Sport mercredi 17 août 2022 Mélina Massias

Peu importe la monture qui lui est confiée, Kendra Claricia Brinkop parvient à en tirer la quintessence. À vingt-sept ans, l’Allemande a déjà eu la chance de monter et former quelques sacrés cracks, à l’image de Kastelle Memo, cédée l’hiver dernier à Carlos Hank Guerreiro, ou encore A La Carte NRW, avec lequel son mentor, Marcus Ehning, évolue toujours au plus haut niveau. C’est d’ailleurs au sein de la structure germanique du Centaure que la jeune femme a fait ses gammes vers les CSI 5*, à partir de 2017, après avoir rencontré ses premiers succès en tant que Junior. Depuis avril 2019, l’ancienne pensionnaire de la Young Riders Academy a rejoint la Belgique, pour évoluer au sein des écuries Stephex, dans lesquelles elle semble pleinement s’épanouir. Ambitieuse, dynamique et déterminée, Kendra Claricia Brinkop a toutes les cartes en main pour se forger sa place parmi l’élite mondiale. Rencontre.

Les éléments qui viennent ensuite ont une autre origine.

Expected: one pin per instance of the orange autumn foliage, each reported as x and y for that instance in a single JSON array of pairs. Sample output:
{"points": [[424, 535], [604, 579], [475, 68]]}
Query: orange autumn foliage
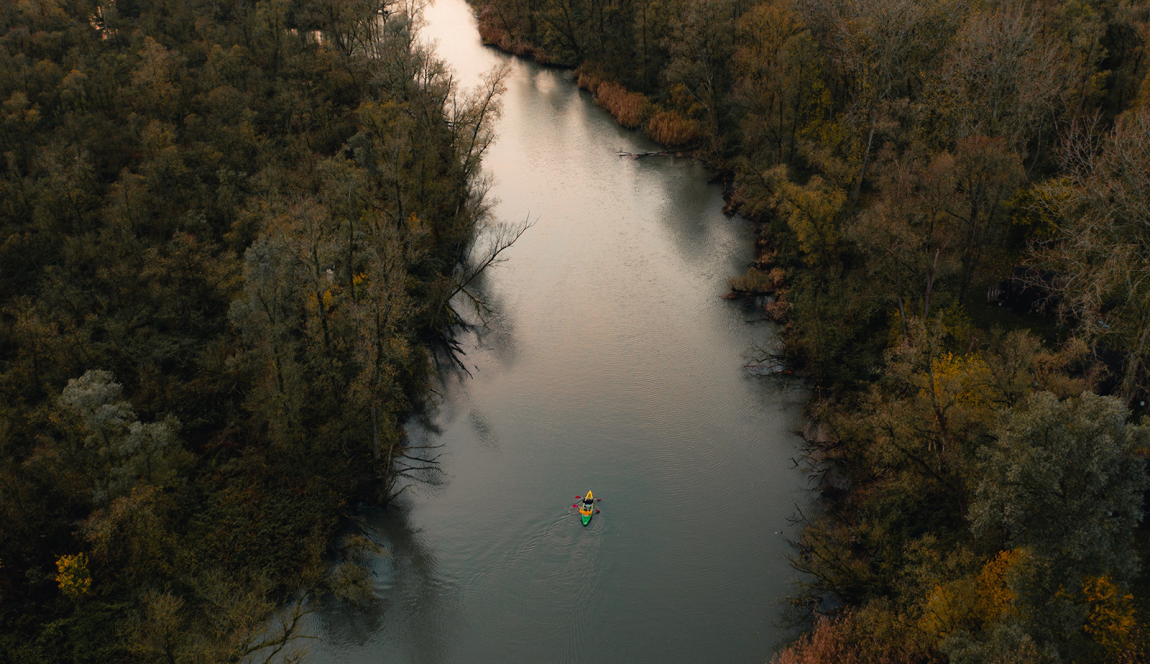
{"points": [[672, 129], [629, 108]]}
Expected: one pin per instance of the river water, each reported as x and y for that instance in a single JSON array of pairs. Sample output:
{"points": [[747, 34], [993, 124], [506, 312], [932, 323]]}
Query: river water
{"points": [[612, 364]]}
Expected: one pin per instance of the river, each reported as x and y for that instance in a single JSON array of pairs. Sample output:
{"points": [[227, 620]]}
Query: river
{"points": [[612, 364]]}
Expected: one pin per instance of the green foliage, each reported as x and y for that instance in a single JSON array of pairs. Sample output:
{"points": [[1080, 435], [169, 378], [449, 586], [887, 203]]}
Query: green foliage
{"points": [[1062, 482], [230, 236]]}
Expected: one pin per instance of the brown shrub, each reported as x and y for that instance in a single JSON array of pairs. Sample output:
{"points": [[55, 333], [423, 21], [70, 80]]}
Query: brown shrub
{"points": [[490, 31], [672, 129], [588, 78], [629, 108], [777, 311], [856, 639]]}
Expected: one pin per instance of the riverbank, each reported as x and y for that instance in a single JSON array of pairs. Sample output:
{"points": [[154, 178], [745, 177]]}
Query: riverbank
{"points": [[890, 199], [223, 285], [612, 364]]}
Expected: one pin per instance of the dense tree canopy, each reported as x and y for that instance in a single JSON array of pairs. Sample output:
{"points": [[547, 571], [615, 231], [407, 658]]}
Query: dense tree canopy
{"points": [[230, 234], [902, 157]]}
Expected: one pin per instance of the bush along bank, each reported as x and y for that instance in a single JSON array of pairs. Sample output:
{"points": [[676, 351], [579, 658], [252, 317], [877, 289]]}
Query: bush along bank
{"points": [[230, 234], [982, 467]]}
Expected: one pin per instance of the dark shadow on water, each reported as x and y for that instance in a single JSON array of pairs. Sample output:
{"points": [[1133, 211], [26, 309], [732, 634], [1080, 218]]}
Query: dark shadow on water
{"points": [[409, 610]]}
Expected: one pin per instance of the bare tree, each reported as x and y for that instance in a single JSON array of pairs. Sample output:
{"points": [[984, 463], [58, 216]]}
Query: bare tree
{"points": [[1102, 252]]}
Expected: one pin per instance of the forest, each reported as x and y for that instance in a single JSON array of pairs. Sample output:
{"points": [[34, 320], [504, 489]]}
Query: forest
{"points": [[981, 459], [231, 236]]}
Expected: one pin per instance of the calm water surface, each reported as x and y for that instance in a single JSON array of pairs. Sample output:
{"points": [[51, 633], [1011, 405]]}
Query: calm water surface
{"points": [[612, 364]]}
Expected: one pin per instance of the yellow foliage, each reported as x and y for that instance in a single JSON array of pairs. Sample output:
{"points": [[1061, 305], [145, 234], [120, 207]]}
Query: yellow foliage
{"points": [[972, 602], [1111, 619], [73, 575], [995, 597], [958, 379], [629, 108], [672, 129], [812, 213]]}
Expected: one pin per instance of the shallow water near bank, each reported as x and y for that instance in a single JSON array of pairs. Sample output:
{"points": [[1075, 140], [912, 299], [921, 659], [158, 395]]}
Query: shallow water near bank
{"points": [[612, 364]]}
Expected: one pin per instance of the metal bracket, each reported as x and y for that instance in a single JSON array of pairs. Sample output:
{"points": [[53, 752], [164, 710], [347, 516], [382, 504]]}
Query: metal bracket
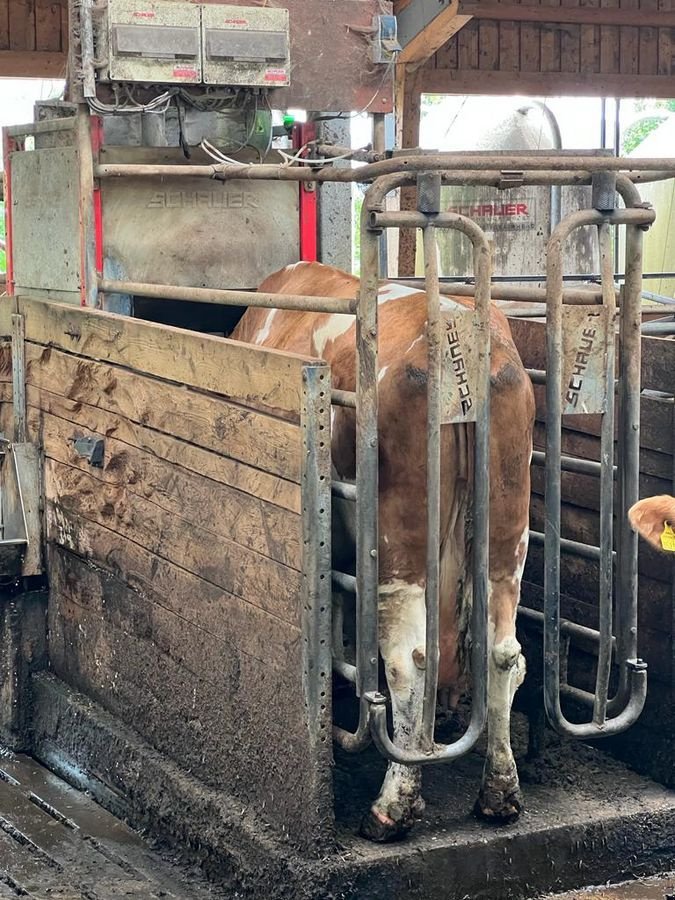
{"points": [[91, 449]]}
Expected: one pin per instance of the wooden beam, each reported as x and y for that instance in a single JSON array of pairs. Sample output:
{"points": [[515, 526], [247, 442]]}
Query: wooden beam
{"points": [[432, 35], [570, 15], [32, 64], [551, 84]]}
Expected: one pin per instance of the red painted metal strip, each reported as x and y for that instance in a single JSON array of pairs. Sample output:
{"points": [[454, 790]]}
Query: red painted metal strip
{"points": [[302, 133]]}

“Beaucoup de personnes me disent que la façon dont je monte ressemble un peu à celle de Marcus Ehning. Je crois que c’est le plus grand compliment qu’on peut recevoir”, sourit Kendra Claricia Brinkop, installée à l’une des tables surplombant la piste en sable du Jumping international de Dinard. Il est vrai qu’en l’observant évoluer aux rênes de ses montures, la fluidité, la décontraction et la facilité dans l’exécution de n’importe quel mouvement transparaissent. Ses qualités, elle les a en partie développées chez le Centaure allemand, aux côtés duquel elle s’est formée pendant plus de deux ans. Ambitieuse et en quête de nouvelles expériences pour parfaire ses connaissances, la jeune allemande a ensuite posé ses valises au sein des écuries Stephex, en avril 2019. “La plus grande différence entre les deux est que l’écurie de Marcus est privée. Il fait tout tout seul, alors que Stephex est une grande entreprise. Nous sommes également une écurie de commerce, ce qui veut dire que nous vendons des chevaux”, explique Kendra. “C’est très différent, mais j’ai appris à faire progresser des chevaux dans ces deux endroits. Je commence avec des montures de six ou sept ans, puis je les emmène sur des épreuves plus importantes. C’est l’une de mes grandes qualités : je suis capable de former correctement des chevaux. Je le fais encore aujourd’hui, comme avec Tabasco de Toxandria (Z, Thunder van de Zuuthoeve x Cento Lano, vainqueur de la finale réservée aux chevaux de sept ans à Dinard, ndlr) par exemple. Au sein des écuries Stephex, il est également très intéressant d’être entouré de plein de personnes venues d’horizons et de pays différents. On apprend de tout le monde et c’est passionnant. Marcus m’avait conseillé de prendre du métier ailleurs. Je suis jeune, j’ai envie d’apprendre, de découvrir de nouveaux systèmes. J’ai acquis beaucoup d’expérience au cours des deux années que j’ai passées aux côtés de Marcus, mais j’avais besoin de voir autre chose.” 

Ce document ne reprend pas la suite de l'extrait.